Letitia Trent's work has appeared in the Denver Quarterly, The Black Warrior Review, Fence, Folio, The Journal, Mipoesias, Ootoliths, Blazevox, and many others. Her chapbooks are Splice (Blue Hour Press) and The Medical Diaries (Scantily Clad Press). Her first full-length poetry collection, "One Perfect Bird", is available from Sundress Publications. She was the 2010 winner of the Alumni Flash Writing Award from the Ohio State University's the Journal and has been awarded fellowships from The Vermont Studio Center and the MacDowell Colony.
They are Coming For You, Barbara
As a child, I wasn't frightened. They came slowly, stumbling, soft-brained, flesh bloating purple away, but nothing more.
The movie dead move at a crawl, and so the victims have to stand still or fall into their outstretched arms.
It once was funny, the woman limping in her Sunday pumps as they lumbered slow behind her. But now
I understand. Multiply them. No matter how slowly,
they are coming. She cannot help but grow tired, all that running across frame after frame
of deserted meadow, streets of quiet cars, trash cans strewn, through the empty diner, past piled mashed potatoes and lukewarm coffee.

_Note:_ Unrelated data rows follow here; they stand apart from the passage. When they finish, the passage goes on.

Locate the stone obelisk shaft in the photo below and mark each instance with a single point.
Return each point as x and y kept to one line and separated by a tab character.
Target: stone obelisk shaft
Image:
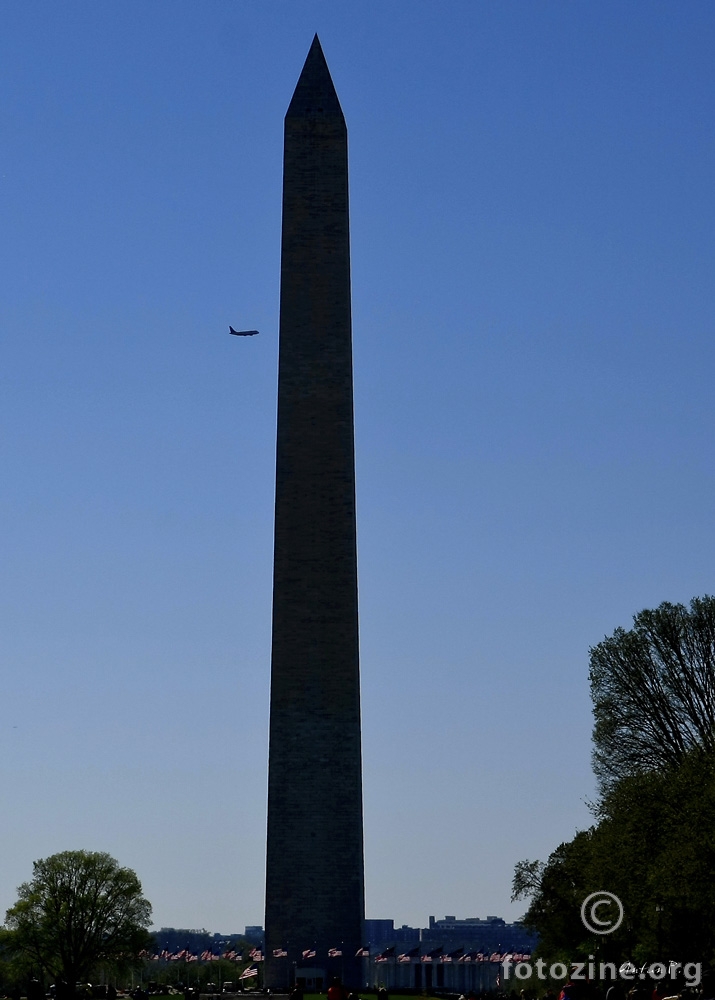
314	879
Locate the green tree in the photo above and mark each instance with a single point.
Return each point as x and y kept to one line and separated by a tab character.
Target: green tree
653	840
79	910
653	691
654	847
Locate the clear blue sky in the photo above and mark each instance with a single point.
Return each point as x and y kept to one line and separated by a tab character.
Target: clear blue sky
533	235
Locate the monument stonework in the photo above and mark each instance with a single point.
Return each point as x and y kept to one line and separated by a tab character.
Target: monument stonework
314	865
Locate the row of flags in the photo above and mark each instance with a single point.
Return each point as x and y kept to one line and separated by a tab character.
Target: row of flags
185	955
256	955
459	955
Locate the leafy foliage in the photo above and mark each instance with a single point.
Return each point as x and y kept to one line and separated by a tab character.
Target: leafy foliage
653	691
80	909
653	842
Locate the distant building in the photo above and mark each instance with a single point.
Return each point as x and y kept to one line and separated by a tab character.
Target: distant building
451	954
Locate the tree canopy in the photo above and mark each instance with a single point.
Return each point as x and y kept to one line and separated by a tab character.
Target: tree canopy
653	840
654	847
653	691
80	909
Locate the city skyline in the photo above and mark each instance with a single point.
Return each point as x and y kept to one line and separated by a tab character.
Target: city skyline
532	256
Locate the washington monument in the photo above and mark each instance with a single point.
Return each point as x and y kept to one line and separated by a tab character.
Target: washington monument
314	877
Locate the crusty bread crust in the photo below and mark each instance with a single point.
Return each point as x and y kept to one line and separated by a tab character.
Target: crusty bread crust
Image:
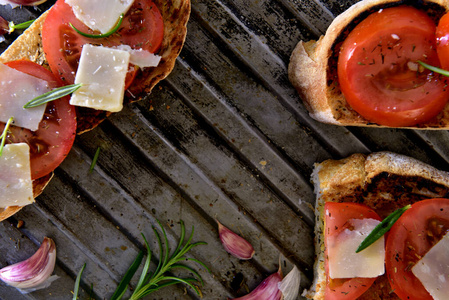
384	181
309	71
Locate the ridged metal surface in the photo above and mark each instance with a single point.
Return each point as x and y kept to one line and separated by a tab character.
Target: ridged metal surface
224	137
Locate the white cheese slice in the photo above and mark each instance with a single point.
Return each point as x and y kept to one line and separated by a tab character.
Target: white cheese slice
16	89
344	262
16	185
140	57
102	72
101	15
433	270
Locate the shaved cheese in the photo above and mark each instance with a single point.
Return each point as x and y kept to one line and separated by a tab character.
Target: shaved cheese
102	72
15	176
433	269
6	2
140	57
344	262
16	89
101	15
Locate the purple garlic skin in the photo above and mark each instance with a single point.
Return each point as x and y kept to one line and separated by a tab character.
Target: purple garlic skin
235	244
267	289
34	271
27	2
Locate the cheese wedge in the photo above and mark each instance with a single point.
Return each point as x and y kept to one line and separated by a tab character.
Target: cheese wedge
16	89
15	176
101	15
433	270
102	72
344	262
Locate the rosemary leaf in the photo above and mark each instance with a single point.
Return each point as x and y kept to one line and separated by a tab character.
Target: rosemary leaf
146	267
102	35
434	69
4	134
382	228
150	282
77	283
94	160
123	285
53	95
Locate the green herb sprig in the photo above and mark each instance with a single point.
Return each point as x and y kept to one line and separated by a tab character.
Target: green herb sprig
434	69
4	134
382	228
52	95
101	35
77	283
150	282
94	160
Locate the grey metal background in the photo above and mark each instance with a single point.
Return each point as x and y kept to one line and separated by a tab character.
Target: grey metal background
224	137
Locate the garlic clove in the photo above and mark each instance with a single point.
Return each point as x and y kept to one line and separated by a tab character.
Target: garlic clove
289	286
267	289
34	271
235	244
15	3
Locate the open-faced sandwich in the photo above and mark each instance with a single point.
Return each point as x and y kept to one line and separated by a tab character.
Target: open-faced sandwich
375	66
356	194
109	53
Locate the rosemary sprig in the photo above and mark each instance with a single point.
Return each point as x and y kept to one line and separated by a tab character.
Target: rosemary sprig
382	228
77	283
434	69
101	35
4	134
150	282
94	160
52	95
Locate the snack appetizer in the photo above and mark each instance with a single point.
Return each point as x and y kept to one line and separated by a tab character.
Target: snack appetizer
353	195
106	59
367	69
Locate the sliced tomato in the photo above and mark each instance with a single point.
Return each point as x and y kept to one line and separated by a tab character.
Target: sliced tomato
378	68
142	28
442	36
51	143
416	231
336	220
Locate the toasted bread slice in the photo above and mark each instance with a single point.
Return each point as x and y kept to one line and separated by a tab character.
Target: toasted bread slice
313	67
384	181
29	46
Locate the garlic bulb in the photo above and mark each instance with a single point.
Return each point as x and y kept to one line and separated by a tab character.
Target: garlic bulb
267	290
33	272
235	244
289	286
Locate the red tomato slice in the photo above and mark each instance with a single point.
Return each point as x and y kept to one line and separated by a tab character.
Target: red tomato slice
142	28
416	231
442	35
51	143
378	70
336	217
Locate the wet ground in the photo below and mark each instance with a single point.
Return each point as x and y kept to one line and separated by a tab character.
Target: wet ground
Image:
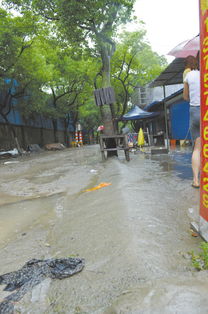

She decides to hide until it is over. When their fists break the windows, she takes the attic trapdoor. She hides
among the children's pictures and piled newspapers. The dust blanket stirs and reassembles around her. Listen—
the screen door rips from the tin frame, they scramble down the narrow farmhouse hallways. She concentrates
on the particles jumping, their rise and fall with the rhythm of some essential pounding.